The shift in international economic policy making from its traditional postwar focus on

the lowering of tariff and nontariff trade barriers to the embrace of strong IPR is deeply

controversial. Some, (Lanjouw(1997); McCalman (2001)), have argued that

the move toward stronger IPR in developing countries may work against national

economic interests, transferring rents to multinational corporate patent holders

headquartered in the world’s most advanced countries, especially the United States. IPR

advocates counter that strengthening IPR will induce more innovation in the global

economy, thereby fostering more rapid economic growth. Furthermore, these advocates

claim that even if the additional innovation is mostly concentrated in advanced countries,

a strengthening of IPR will accelerate the transfer of technology between countries,

ensuring that all countries benefit.

Industrial property (IP) rights are extremely important for the pharmaceutical industry. The use of the IP system by SMEs in the pharmaceutical industry depends largely on the business strategy of a company, its size, resources, innovative capacity, competitive context and field of expertise. Research-based, innovation-led companies that seek to develop new drugs, improve or adapt existing drugs or develop new pharmaceutical/medical equipment or processes, tend to rely heavily on the patent system to ensure they recover the investments incurred in research and development. Companies that rely on licensing in or licensing out of pharmaceutical products will need to be knowledgeable about the patent system to so that they are able to negotiate fair and balanced licensing contracts. SMEs in the pharmaceutical industry may use the wealth of information contained in patent documents as a crucial input to their R&D work, to get ideas for further innovation, to ensure their "freedom to operate" or to find out when a patent is due to expire opening the door for the introduction of generics.

In the pharmaceutical industry, types of inventions that are patentable in many countries (as long as the other criteria are met) include new pharmaceutical compounds, new or improved products for diagnostics, new dosage forms of known therapeutics, microorganisms, novel combinations of known compounds, processes and methods used for manufacturing a particular product, new and/or improved manufacturing equipment and new and/or improved drug delivery mechanisms or technologies. The list is by no means exhaustive and not all of the above are patentable in all countries.

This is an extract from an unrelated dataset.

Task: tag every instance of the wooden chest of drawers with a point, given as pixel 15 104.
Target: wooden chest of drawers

Virtually all countries have some regulation of prescription drug prices and budgetary costs. For example, prices and price increases in France, Italy, Spain are tightly controlled for drugs reimbursed by social insurance. Throughout the developing world, such regulations are extensive. Indeed, the unwillingness of many nations to provide drug patents may be seen both as a form of industrial policy ( to encourage local imitative industries) and as implicit price regulation. However, layered onto patent limitations are detailed rules covering pricing formulas and markups, which stem from negotiations among public health authorities, hospitals, pharmaceutical suppliers and etc. Regulations typically extend to regional distribution requirements, packaging and labeling, the size and strength of dosages.

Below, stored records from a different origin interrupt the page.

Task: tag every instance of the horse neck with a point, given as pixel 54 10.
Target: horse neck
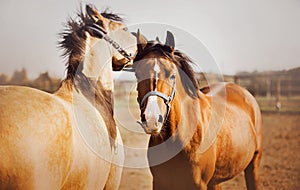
pixel 181 124
pixel 97 63
pixel 94 82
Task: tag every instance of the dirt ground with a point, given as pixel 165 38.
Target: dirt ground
pixel 280 166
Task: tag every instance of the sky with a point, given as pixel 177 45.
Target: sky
pixel 237 35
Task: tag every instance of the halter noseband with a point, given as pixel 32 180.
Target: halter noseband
pixel 167 99
pixel 102 34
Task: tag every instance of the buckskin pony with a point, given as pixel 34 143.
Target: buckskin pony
pixel 69 139
pixel 205 136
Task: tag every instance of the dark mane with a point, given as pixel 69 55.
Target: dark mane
pixel 73 40
pixel 109 15
pixel 177 57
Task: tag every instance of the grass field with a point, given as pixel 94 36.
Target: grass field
pixel 280 167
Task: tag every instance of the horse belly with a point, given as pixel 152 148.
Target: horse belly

Intellectual property may be described as rights to intellectual creations that allow the owner of those rights to prevent others from gaining economic and other benefits from the creation. These rights can be thought of as a form of limited monopoly.

Types:

-industrial property

-copyrights and related rights

-IPRs that stimulate inventive and creative activity (patents, copyright, trade secrets)

-IPRs that resolve information asymmetries (trademarks, geo indications).

IPRS consist of 2 main branches:

-Industrial property — This consists mainly of inventions, trademarks, industrial designs, and geographical indications.